Methods We used current procedural terminology (CPT) (or diagnostic methods) codes for seven major STDs (human papillomavirus (HPV), genital herpes simplex virus type 2 (HSV-2), hepatitis B virus (HBV), chlamydia (CT), gonorrhoea (GC), trichomoniasis (TV) and syphilis) to identify outpatient claims for persons aged 15–25 years in the MarketScan database for 2008, excluding codes for procedures that could be used to identify claims for non-STD-related tests. Utilisation was measured as the number of claims per 100 000 enrollees (ie, claims rate). We estimated CPT code-specific claims rates for each STD and average costs stratified by gender. Finally, we estimated the overall total cost of STD testing.

Results We found 24 CPT codes for HPV; 2 for HSV-2; 11 for HBV; 9 for CT; 4 for GC; 2 for TV; and 5 for syphilis. The claims rate (all diagnostic methods included) for HPV was the highest (17 239/100 000, significantly higher (p<0.01) than all the STDs), while the claims rate (all testing methods included) for TV was the lowest (507/100 000, significantly lower (p<0.01) than all the STDs). Claims rates (for all STDs combined) for females were significantly (p<0.01) higher than for males for all the STDs. Estimated average costs (for diagnostic methods) were: HPV ($35), HSV-2 ($24), HBV ($32), CT ($46), GC ($45), TV ($30), and syphilis ($29). Average costs did not differ significantly between males and females. The estimated total cost of screening for all seven STDs was $90 million for the insured population aged 15–25 years.

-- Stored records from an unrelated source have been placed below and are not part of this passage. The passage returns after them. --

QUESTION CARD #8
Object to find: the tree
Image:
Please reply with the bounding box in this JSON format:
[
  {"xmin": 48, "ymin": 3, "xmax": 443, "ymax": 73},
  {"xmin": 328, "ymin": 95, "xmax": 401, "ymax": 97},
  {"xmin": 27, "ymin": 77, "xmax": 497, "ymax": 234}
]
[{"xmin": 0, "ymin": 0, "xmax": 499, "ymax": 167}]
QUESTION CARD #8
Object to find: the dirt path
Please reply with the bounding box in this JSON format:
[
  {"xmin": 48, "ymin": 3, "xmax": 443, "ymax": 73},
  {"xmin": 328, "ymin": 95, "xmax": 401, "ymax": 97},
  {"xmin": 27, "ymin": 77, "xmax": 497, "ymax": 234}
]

Conclusions The claims data provide an estimate of STD testing patterns among privately-insured persons. These can be compared to surveillance data and guidelines to assess testing vs disease prevalence and recommendations. The low utilisation rates we assessed for TV are likely attributable, at least in part, to our exclusion of claims that could be related to non-STD-related tests (such as wet mount). The low utilisation rates might also reflect the lack of attention to TV in STD prevention that has been reported in the literature.